|
nissan

A Comissão de Empresa da Nissan nas fábricas da Zona Franca e Montcada (Barcelona) convocou publicamente uma greve por tempo indeterminado de todos os funcionários a partir de 4 de maio, quando a empresa pretende diminuir a atividade de forma parcial.

Para entender a situação é preciso lembrar das diferentes mobilizações realizadas pelos trabalhadores e trabalhadoras em fevereiro deste ano. O objetivo das mobilizações foi conseguir que as diferentes Administrações Públicas (Barcelona, El Prat del Llobregat ou Prefeituras de Sant Andreu de la Barca, a Generalitat de Catalunya ou o Ministério da Indústria) apoiassem as demandas dos trabalhadores, e assim exercer mais pressão sobre a gestão da empresa, a fim de obter novas atribuições para os modelos a serem produzidos. Há anos, a Nissan vem retirando sem substituir os modelos a serem produzidos nas fábricas (que nos últimos anos tiveram um rendimento aproximado de 30% da sua capacidade).

Nas palavras de membros da CGT Nissan “a fábrica em Barcelona, com experiência no desenvolvimento do veículo elétrico, está atualmente montando o eNV200, um furgão exclusivamente elétrico”. Nosso objetivo continua sendo o de receber novos modelos, independentemente de serem NISSAN, Renault, Mitsubishi (para falar em marcas da Aliança)”.

Esta luta não afetará apenas a força de trabalho da Nissan (quase 3.000 trabalhadores), mas no total afetará quase 25.000 empregos indiretos de subcontratados ou fornecedores de componentes como, entre outros, ACCIONA, LEAR, BASF, GESTAMP, SNOP ou MAGNA. Nas fábricas da Nissan, a principal atividade é a montagem de veículos, portanto, todas aquelas empresas que fabricam rodas, assentos, baterias, etc., como as que realizam serviços de limpeza, de restauração e/ou manutenção externa, ficarão muito expostas. Algumas destas empresas trabalham exclusivamente para a Nissan.

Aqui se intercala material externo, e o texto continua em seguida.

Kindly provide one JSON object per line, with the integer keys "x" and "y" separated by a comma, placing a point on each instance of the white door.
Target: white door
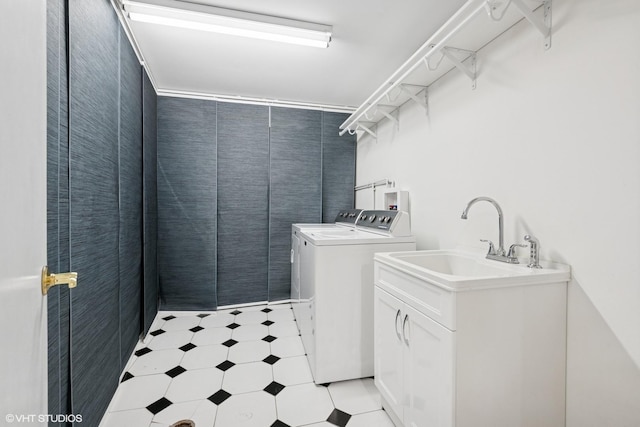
{"x": 428, "y": 367}
{"x": 388, "y": 349}
{"x": 23, "y": 211}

Com esta difícil situação surgiu a crise pandêmica da Covid-19 e a empresa realizou um ERTE devido à falta de suprimentos e por não poder garantir as condições sanitárias e sanitárias recomendadas pelo Ministério da Saúde. O ERTE, que é compensado em até 85% do salário, afeta quase todo o pessoal. Não afeta alguns trabalhadores que conseguiram fazer teletrabalho e aqueles que continuaram trabalhando para desenvolver material para assistência médica, como respiradores, vestidos ou telas faciais.

Em meio ao confinamento, a direção informou aos sindicatos sua decisão de reabrir as fábricas em 4 de maio para produzir 1400 unidades de uma van Mercedes e assim fechar o contrato pendente que tinham. Depois disso, eles voltariam ao ERTE e interromperiam a produção. A Nissan não propôs nenhum plano industrial para garantir a continuidade das plantas.

Diante destes fatos, o Conselho de Trabalho solicitou uma reunião com Genís Alonso, Gerente Geral da Nissan Espanha, na quarta-feira, 22 de abril, e ele não compareceu. Na mesma semana, o Conselho de Trabalho conseguiu reunir-se com Gianluca De Ficchy, Presidente da Nissan Europa. Infelizmente esta última reunião não esclareceu o futuro da força de trabalho em dificuldade, pois eles simplesmente se referiram a dizer, como aconteceu após as mobilizações em fevereiro, que até o verão a direção não iria relatar seus planos.

Diante de tal insegurança e vendo os empregos nas fábricas da Nissan ameaçados pela falta de um plano industrial preciso, o Conselho de Trabalho decidiu convocar uma greve por tempo indeterminado a partir de 4 de maio, não só nas referidas fábricas da Zona Franca e Montcada, mas a todos os trabalhadores da Catalunha, incluindo as fábricas de El Prat del Llobregat e Sant Andreu de la Barca, bem como ao pessoal do NDS (Serviço de Distribuição Nissan). Dessa forma, eles esperam que a empresa corrija e se sente para negociar com os trabalhadores um futuro sustentável para seus empregos.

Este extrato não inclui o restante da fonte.